1987年にペット用品に参入したアイリスオーヤマも猫グッズの開発に力を入れる。参入当初は犬小屋など犬用品が中心だったが、99年にトイレ用の猫砂が大ヒット。次第に猫グッズの割合を増やしてきた。
昨年からは部屋の色調に合わせたグッズの売り込みを図る。「猫は室内で飼われることがほとんど。部屋のインテリアに合った用品を開発している」(広報室)。白とブラウンの落ち着いた2色を用意し、トイレや爪研ぎなどを展開する。

<人気はまだ続く>
ペットフード協会の調査では、15年の猫の飼育数は987万4000匹で横ばい状態が続く。犬は991万7000匹でやや上回るものの12年以降は減少傾向にあり、近いうちに逆転もありそうだ。

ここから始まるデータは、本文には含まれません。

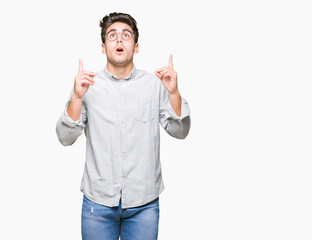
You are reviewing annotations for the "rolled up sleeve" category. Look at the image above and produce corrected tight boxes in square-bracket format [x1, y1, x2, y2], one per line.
[159, 84, 191, 139]
[56, 89, 87, 146]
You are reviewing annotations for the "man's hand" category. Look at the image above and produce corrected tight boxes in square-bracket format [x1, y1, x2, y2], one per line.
[74, 59, 96, 98]
[155, 54, 178, 94]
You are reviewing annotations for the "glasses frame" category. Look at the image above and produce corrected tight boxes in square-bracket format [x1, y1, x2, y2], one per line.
[105, 29, 134, 42]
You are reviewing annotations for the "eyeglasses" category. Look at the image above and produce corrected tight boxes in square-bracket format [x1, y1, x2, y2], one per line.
[105, 29, 134, 41]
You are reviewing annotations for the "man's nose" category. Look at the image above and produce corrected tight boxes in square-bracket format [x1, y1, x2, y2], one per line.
[117, 33, 122, 42]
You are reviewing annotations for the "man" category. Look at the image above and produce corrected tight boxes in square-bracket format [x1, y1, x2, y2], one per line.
[56, 12, 191, 240]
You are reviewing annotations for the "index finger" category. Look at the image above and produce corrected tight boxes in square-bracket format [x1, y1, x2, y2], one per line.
[78, 58, 83, 73]
[169, 54, 173, 68]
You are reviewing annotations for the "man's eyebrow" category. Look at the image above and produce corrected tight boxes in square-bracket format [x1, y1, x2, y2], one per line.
[106, 28, 117, 34]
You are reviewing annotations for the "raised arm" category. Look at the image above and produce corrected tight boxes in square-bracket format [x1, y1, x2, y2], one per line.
[155, 55, 191, 139]
[56, 59, 96, 146]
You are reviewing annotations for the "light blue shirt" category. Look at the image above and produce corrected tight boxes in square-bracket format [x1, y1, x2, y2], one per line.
[56, 66, 191, 208]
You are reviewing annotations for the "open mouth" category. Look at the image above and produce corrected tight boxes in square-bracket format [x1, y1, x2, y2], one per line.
[116, 47, 124, 52]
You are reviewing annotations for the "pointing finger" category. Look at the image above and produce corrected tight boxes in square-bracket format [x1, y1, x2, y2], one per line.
[78, 58, 83, 73]
[169, 54, 173, 68]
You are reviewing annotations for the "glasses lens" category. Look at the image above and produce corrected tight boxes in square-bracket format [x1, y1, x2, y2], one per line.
[107, 31, 117, 41]
[122, 30, 132, 40]
[107, 30, 133, 41]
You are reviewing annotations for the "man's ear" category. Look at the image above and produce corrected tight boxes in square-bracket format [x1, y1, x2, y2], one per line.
[134, 43, 139, 53]
[102, 43, 106, 54]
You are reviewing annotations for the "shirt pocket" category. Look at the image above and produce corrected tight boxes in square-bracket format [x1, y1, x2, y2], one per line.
[134, 97, 156, 123]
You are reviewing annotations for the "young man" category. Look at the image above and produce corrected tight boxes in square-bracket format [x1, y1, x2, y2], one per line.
[56, 12, 191, 240]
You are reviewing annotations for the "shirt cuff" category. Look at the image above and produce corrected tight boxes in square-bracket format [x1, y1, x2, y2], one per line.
[167, 96, 191, 120]
[61, 107, 82, 128]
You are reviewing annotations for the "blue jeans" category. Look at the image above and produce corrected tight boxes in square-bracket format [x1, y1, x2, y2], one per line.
[81, 195, 159, 240]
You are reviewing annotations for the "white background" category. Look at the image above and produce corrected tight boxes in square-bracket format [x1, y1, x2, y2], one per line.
[0, 0, 312, 240]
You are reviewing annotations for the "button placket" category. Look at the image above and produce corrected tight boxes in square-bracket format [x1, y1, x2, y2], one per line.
[120, 83, 127, 200]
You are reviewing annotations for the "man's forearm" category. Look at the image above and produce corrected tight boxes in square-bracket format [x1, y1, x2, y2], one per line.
[170, 90, 181, 117]
[67, 95, 82, 122]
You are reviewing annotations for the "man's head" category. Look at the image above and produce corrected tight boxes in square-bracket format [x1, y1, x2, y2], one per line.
[100, 12, 139, 66]
[100, 12, 139, 44]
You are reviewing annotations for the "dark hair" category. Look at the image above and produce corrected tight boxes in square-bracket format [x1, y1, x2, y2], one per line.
[100, 12, 139, 43]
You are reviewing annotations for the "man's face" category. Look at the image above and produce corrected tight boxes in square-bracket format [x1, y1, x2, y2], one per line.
[102, 22, 139, 66]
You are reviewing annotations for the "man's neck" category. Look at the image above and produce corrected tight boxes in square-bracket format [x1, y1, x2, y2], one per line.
[107, 62, 133, 80]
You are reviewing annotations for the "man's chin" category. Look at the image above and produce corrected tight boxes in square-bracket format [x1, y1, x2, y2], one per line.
[109, 59, 132, 67]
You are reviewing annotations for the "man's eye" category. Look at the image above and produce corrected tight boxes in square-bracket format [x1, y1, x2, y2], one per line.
[109, 33, 116, 38]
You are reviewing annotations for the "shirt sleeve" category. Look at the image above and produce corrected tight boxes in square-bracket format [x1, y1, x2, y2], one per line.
[159, 83, 191, 139]
[56, 88, 87, 146]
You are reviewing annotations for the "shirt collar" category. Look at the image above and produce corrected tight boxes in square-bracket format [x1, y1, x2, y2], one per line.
[104, 64, 137, 82]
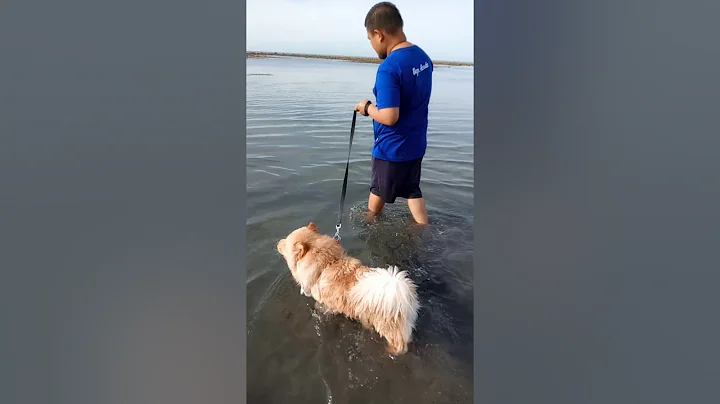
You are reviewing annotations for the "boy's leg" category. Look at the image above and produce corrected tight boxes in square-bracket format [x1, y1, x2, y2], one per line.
[368, 192, 385, 215]
[404, 158, 428, 225]
[407, 198, 428, 225]
[368, 157, 395, 219]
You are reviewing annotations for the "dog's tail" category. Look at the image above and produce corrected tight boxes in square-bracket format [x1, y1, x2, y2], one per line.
[349, 266, 420, 341]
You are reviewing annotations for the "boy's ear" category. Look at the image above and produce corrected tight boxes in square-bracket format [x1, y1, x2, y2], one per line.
[293, 241, 308, 260]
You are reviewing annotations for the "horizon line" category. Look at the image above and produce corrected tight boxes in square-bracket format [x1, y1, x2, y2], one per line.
[245, 50, 475, 67]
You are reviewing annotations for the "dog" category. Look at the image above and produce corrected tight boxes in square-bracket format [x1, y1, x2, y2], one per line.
[277, 222, 420, 356]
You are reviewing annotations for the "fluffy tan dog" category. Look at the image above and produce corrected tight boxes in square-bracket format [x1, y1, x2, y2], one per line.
[277, 223, 419, 355]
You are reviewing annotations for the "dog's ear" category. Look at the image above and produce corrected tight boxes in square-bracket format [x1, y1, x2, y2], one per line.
[293, 241, 308, 260]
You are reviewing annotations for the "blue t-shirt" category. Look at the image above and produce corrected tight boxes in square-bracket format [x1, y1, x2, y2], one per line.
[372, 45, 433, 162]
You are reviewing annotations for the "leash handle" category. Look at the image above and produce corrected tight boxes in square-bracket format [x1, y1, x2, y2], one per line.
[333, 111, 357, 241]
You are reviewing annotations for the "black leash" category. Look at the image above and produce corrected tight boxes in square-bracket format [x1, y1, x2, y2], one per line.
[333, 111, 357, 241]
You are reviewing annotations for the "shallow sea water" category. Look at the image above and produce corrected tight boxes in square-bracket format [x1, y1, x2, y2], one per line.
[246, 58, 474, 404]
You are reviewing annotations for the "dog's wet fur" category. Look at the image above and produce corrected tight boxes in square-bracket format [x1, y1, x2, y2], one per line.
[277, 222, 420, 356]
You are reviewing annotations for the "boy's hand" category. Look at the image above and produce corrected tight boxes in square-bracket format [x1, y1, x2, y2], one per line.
[355, 100, 369, 116]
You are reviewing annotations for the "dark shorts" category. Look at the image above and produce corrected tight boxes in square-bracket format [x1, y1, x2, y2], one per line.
[370, 157, 422, 203]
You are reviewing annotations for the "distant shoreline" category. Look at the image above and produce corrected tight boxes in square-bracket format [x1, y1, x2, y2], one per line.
[247, 52, 474, 66]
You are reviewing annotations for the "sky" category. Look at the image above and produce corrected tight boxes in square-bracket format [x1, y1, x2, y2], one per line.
[246, 0, 474, 62]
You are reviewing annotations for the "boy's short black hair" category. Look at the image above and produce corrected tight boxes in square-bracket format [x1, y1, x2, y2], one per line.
[365, 1, 403, 35]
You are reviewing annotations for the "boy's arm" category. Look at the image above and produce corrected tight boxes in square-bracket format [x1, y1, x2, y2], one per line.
[368, 69, 400, 126]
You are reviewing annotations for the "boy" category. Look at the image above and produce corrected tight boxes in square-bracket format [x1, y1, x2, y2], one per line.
[355, 2, 433, 225]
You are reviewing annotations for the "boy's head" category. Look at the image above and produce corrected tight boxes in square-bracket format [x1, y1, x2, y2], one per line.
[365, 1, 405, 59]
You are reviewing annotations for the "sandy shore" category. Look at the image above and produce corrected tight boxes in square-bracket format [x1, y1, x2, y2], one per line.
[247, 52, 473, 66]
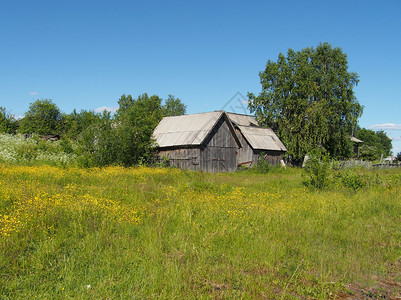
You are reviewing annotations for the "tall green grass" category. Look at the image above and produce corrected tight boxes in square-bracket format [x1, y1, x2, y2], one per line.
[0, 166, 401, 299]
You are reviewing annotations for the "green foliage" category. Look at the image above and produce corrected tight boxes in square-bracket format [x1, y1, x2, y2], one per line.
[62, 109, 101, 140]
[305, 149, 330, 189]
[0, 134, 76, 166]
[0, 106, 17, 133]
[248, 43, 362, 164]
[252, 153, 270, 174]
[355, 128, 392, 161]
[77, 111, 119, 167]
[19, 99, 62, 135]
[76, 93, 186, 167]
[162, 95, 187, 117]
[339, 169, 366, 191]
[395, 152, 401, 163]
[116, 93, 163, 166]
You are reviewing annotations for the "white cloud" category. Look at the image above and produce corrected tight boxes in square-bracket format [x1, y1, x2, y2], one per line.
[369, 123, 401, 130]
[95, 106, 118, 113]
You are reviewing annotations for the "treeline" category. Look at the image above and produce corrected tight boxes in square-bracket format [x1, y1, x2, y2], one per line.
[0, 93, 186, 167]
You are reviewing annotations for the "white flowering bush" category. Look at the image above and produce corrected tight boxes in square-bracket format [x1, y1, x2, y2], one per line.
[0, 134, 77, 165]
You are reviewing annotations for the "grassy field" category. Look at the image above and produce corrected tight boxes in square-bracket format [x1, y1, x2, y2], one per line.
[0, 165, 401, 299]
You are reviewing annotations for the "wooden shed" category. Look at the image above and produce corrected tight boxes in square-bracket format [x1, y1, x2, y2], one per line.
[227, 113, 287, 166]
[153, 111, 242, 173]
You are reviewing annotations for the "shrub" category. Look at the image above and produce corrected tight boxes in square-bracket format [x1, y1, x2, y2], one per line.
[305, 149, 330, 189]
[339, 169, 366, 191]
[254, 153, 270, 174]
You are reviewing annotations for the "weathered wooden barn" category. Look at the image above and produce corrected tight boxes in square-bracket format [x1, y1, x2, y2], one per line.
[227, 113, 287, 166]
[153, 111, 242, 173]
[350, 136, 363, 158]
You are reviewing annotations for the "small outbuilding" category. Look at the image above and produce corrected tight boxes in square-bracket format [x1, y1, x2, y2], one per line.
[153, 111, 242, 173]
[227, 113, 287, 166]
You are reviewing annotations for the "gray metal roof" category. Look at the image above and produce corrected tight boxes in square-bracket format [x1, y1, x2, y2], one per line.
[238, 126, 287, 151]
[153, 111, 241, 147]
[227, 113, 287, 151]
[227, 113, 259, 126]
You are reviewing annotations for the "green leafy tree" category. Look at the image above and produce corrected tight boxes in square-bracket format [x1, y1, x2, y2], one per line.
[116, 93, 163, 165]
[248, 43, 362, 164]
[77, 111, 119, 167]
[0, 106, 17, 134]
[162, 95, 187, 117]
[62, 109, 102, 140]
[395, 152, 401, 163]
[376, 130, 393, 156]
[19, 99, 62, 134]
[355, 128, 392, 160]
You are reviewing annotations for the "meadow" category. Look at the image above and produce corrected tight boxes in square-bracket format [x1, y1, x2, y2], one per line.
[0, 164, 401, 299]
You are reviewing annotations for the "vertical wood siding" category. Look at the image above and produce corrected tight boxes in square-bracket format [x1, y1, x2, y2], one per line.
[200, 118, 238, 173]
[159, 148, 200, 171]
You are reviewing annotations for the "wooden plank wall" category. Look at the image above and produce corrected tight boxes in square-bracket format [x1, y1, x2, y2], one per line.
[200, 118, 238, 173]
[159, 148, 200, 171]
[235, 128, 254, 167]
[254, 150, 283, 166]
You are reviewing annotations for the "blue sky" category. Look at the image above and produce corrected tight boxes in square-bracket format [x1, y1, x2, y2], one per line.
[0, 0, 401, 153]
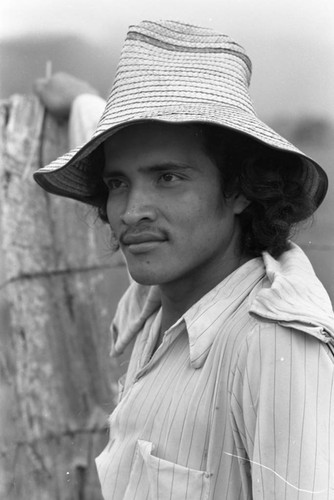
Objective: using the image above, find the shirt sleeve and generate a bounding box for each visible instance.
[231,324,334,500]
[68,94,106,149]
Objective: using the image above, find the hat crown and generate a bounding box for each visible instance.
[34,21,327,211]
[97,21,255,134]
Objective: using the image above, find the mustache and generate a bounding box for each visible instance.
[118,224,168,245]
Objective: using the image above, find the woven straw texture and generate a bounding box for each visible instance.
[34,21,327,205]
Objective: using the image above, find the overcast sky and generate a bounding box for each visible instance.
[0,0,334,117]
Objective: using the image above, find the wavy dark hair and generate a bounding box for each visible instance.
[98,125,315,258]
[200,125,315,258]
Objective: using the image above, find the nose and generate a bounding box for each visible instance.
[121,189,156,226]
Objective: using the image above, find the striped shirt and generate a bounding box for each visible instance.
[97,245,334,500]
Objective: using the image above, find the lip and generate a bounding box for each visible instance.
[121,231,166,246]
[125,240,165,254]
[121,231,166,254]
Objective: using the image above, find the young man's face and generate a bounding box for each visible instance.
[103,123,248,292]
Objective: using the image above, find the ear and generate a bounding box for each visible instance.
[229,193,250,215]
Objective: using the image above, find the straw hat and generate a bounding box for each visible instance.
[34,21,327,206]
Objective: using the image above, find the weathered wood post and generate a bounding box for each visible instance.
[0,96,127,500]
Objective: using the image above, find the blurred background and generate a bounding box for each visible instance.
[0,0,334,500]
[0,0,334,120]
[0,0,334,292]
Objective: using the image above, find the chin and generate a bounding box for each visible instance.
[129,269,165,286]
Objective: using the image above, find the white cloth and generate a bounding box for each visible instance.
[97,245,334,500]
[68,94,106,149]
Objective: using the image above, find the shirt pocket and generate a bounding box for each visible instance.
[138,440,211,500]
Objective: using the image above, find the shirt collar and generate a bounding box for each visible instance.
[111,258,264,368]
[111,244,334,368]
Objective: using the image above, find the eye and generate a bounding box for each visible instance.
[160,172,180,183]
[104,177,126,191]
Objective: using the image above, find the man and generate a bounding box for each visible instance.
[35,21,334,500]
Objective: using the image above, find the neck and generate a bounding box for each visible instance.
[159,257,250,332]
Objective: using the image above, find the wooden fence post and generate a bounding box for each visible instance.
[0,96,127,500]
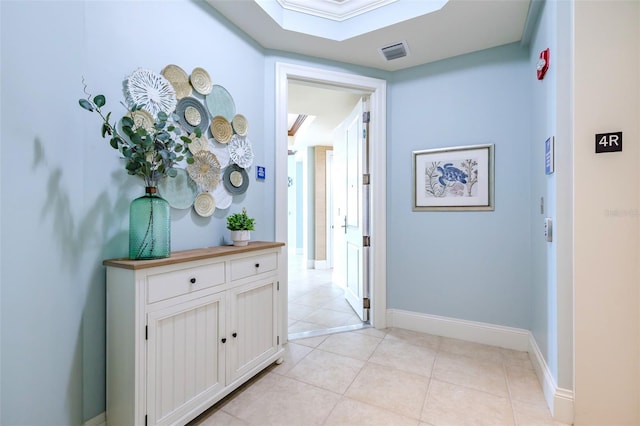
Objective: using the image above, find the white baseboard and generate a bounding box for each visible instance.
[387,309,530,351]
[527,333,573,424]
[83,413,107,426]
[387,309,574,424]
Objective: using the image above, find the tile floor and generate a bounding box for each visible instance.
[288,256,362,338]
[192,328,561,426]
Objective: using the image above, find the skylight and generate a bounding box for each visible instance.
[254,0,448,41]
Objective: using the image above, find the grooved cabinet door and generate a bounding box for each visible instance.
[146,292,225,425]
[227,279,278,382]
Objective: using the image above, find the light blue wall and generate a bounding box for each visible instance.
[387,44,532,328]
[528,2,564,377]
[0,1,266,425]
[0,0,547,425]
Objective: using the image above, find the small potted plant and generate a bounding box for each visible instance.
[227,208,256,247]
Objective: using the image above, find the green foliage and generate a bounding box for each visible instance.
[227,208,256,231]
[78,87,191,186]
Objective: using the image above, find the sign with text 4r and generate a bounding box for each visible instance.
[596,132,622,154]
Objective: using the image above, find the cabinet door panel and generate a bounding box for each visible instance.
[227,280,277,380]
[147,294,224,425]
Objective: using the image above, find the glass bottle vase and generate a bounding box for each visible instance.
[129,187,171,260]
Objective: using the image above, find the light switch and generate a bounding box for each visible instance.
[544,217,553,242]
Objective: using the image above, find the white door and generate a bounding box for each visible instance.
[334,101,369,321]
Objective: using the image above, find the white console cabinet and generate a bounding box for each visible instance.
[103,242,286,426]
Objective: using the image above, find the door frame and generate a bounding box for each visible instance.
[275,62,387,341]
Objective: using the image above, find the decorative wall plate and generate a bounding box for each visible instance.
[189,133,209,154]
[204,84,236,122]
[231,114,249,136]
[193,192,216,217]
[127,109,154,132]
[209,139,231,169]
[176,97,209,133]
[229,135,253,169]
[158,168,198,209]
[160,64,193,99]
[189,68,213,95]
[211,185,233,210]
[222,164,249,195]
[187,151,220,191]
[124,68,177,117]
[211,115,233,143]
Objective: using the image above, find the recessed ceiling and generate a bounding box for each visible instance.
[276,0,398,21]
[207,0,540,71]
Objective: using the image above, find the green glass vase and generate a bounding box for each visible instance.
[129,187,171,260]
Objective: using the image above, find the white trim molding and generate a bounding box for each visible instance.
[83,412,107,426]
[275,62,387,336]
[387,309,574,424]
[527,333,574,424]
[387,309,530,351]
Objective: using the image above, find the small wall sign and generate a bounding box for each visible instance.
[544,136,555,175]
[596,132,622,154]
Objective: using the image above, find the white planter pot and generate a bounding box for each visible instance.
[231,231,251,247]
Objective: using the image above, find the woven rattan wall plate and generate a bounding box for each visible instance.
[211,115,233,143]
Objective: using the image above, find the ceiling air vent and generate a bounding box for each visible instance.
[380,41,409,61]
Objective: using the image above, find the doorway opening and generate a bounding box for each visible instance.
[287,90,369,339]
[275,63,386,342]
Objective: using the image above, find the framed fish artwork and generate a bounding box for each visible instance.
[412,144,495,211]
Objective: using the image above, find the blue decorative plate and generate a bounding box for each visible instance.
[176,97,209,134]
[158,168,198,210]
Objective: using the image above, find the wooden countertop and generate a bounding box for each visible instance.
[102,241,284,269]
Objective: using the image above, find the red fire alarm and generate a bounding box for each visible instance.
[536,49,549,80]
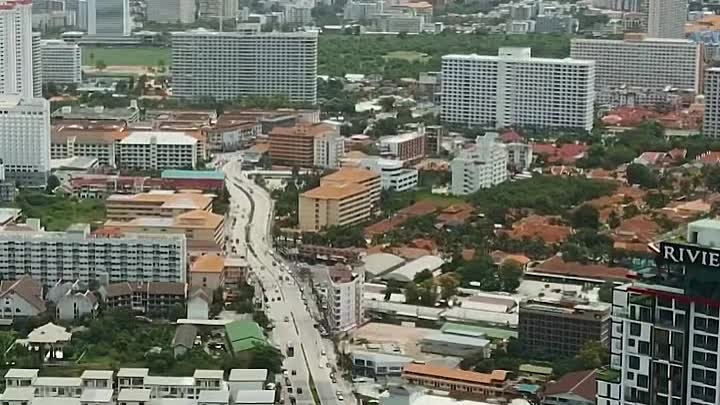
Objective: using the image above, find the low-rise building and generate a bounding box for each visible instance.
[402,363,510,397]
[106,190,213,221]
[100,282,187,315]
[450,133,508,195]
[118,131,199,170]
[360,159,418,192]
[518,301,611,358]
[380,130,425,165]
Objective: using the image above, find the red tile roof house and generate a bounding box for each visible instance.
[541,370,597,405]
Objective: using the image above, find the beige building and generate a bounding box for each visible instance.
[190,254,225,293]
[106,190,212,221]
[105,210,225,244]
[320,167,382,204]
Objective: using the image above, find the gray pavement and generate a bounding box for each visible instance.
[222,155,355,405]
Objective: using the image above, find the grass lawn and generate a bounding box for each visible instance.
[383,51,430,63]
[82,47,171,66]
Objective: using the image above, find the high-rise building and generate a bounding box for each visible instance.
[0,0,35,97]
[570,34,704,104]
[703,68,720,138]
[172,29,318,104]
[450,133,508,195]
[597,219,720,405]
[441,48,595,131]
[93,0,132,36]
[32,32,43,97]
[647,0,688,39]
[146,0,195,24]
[0,95,50,185]
[40,40,82,83]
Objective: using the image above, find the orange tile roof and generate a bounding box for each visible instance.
[320,167,380,184]
[190,254,225,273]
[301,183,367,200]
[403,363,508,384]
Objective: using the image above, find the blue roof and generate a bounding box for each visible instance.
[160,169,225,180]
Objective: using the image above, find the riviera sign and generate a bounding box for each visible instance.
[660,242,720,268]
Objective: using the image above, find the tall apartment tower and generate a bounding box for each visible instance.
[93,0,132,36]
[703,68,720,138]
[0,95,50,185]
[441,48,595,131]
[0,0,34,97]
[172,29,318,104]
[597,219,720,405]
[647,0,688,39]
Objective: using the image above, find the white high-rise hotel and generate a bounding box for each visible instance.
[0,0,34,97]
[441,48,595,131]
[0,95,50,185]
[172,29,318,104]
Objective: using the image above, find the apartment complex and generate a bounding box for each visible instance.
[0,0,35,97]
[172,29,317,104]
[118,131,200,170]
[441,48,595,131]
[145,0,195,24]
[518,300,610,358]
[269,124,344,168]
[105,282,187,315]
[450,132,508,195]
[360,158,418,192]
[0,96,50,185]
[570,34,704,105]
[298,168,381,231]
[644,0,688,39]
[0,224,186,285]
[105,210,225,244]
[0,368,275,405]
[597,219,720,405]
[320,265,365,333]
[40,39,82,84]
[380,126,425,165]
[402,363,510,398]
[703,68,720,138]
[105,190,212,221]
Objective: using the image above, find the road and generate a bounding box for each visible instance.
[218,157,355,405]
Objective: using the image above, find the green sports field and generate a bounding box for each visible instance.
[82,47,171,66]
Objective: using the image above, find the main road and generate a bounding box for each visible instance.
[221,156,355,405]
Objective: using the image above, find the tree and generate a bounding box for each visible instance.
[625,163,658,188]
[435,273,460,301]
[45,174,60,194]
[413,269,433,284]
[498,260,523,292]
[570,204,600,229]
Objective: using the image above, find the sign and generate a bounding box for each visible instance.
[660,242,720,268]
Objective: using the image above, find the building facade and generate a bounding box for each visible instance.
[0,95,50,186]
[703,68,720,138]
[118,131,198,170]
[40,40,82,84]
[597,219,720,405]
[450,133,508,195]
[145,0,195,24]
[172,30,318,104]
[441,48,595,131]
[645,0,688,39]
[0,225,187,285]
[0,0,35,98]
[570,34,704,105]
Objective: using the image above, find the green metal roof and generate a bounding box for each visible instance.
[225,320,267,352]
[160,169,225,180]
[440,322,517,339]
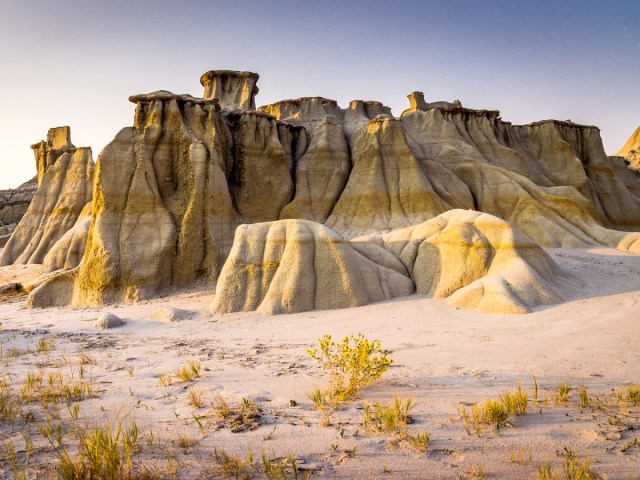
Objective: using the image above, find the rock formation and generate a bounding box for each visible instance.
[0,127,94,266]
[213,220,414,315]
[213,210,572,315]
[616,127,640,172]
[0,177,38,225]
[2,70,640,313]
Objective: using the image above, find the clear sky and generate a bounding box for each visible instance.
[0,0,640,188]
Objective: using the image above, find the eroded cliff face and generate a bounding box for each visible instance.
[0,127,94,266]
[17,70,640,313]
[0,177,38,227]
[616,127,640,172]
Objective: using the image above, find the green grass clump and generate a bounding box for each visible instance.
[307,333,393,405]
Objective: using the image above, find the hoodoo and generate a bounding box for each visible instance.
[0,70,640,314]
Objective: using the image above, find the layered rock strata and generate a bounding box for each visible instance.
[0,177,38,225]
[212,210,572,315]
[17,70,640,313]
[0,127,94,266]
[616,127,640,172]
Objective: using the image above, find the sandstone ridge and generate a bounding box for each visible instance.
[0,70,640,313]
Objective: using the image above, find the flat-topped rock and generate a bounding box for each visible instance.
[200,70,260,110]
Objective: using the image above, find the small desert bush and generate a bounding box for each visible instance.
[307,333,393,404]
[578,387,591,408]
[553,382,571,405]
[457,385,529,437]
[362,397,431,452]
[362,397,413,436]
[187,387,205,408]
[625,385,640,406]
[38,338,55,352]
[40,419,138,480]
[173,360,202,382]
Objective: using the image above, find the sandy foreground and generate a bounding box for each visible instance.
[0,249,640,479]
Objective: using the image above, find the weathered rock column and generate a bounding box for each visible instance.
[31,127,75,186]
[200,70,260,110]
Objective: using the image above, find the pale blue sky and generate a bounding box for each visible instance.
[0,0,640,188]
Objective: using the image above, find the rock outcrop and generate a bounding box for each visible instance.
[0,177,38,225]
[200,70,259,110]
[382,210,574,313]
[213,220,414,315]
[616,127,640,172]
[212,210,572,315]
[0,127,94,266]
[20,70,640,313]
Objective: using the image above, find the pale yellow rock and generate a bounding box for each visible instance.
[382,210,575,313]
[31,127,75,186]
[403,109,640,248]
[227,111,293,223]
[326,115,451,236]
[200,70,259,110]
[0,177,38,225]
[212,220,414,315]
[32,92,239,305]
[42,202,93,270]
[280,115,351,222]
[0,138,94,265]
[616,127,640,171]
[15,70,640,313]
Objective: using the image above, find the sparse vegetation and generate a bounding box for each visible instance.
[553,382,571,405]
[457,385,529,437]
[578,387,591,408]
[538,448,596,480]
[187,387,205,408]
[362,397,414,436]
[500,384,529,416]
[307,333,393,405]
[625,385,640,407]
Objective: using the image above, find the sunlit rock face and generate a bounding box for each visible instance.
[0,127,94,266]
[17,70,640,313]
[616,127,640,172]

散歩の手間が掛からず、手軽に飼えるのが猫の利点。「加えてペットと飼い主の緩いつながりが可能なのが人気の理由ではないか」と横浜商科大の岩倉由貴准教授が解説する。東北大大学院経済学研究科でペットの流通をテーマに博士号を取得した専門家だ。
特定の飼い主を持たず地域住民に世話される「地域猫」の存在を挙げ、「みんなが自分の猫と思えるような緩い関係がSNS(会員制交流サイト)全盛の時代に合っている」と分析する。
庭先に猫を呼んで眺めるスマートフォン向けゲーム「ねこあつめ」のダウンロード件数は1300万件を超え、テレビには猫を主人公としたCMがあふれる。岩倉准教授は「現代のライフスタイルに合っていることから考えても、人気はまだまだ続く」とみる。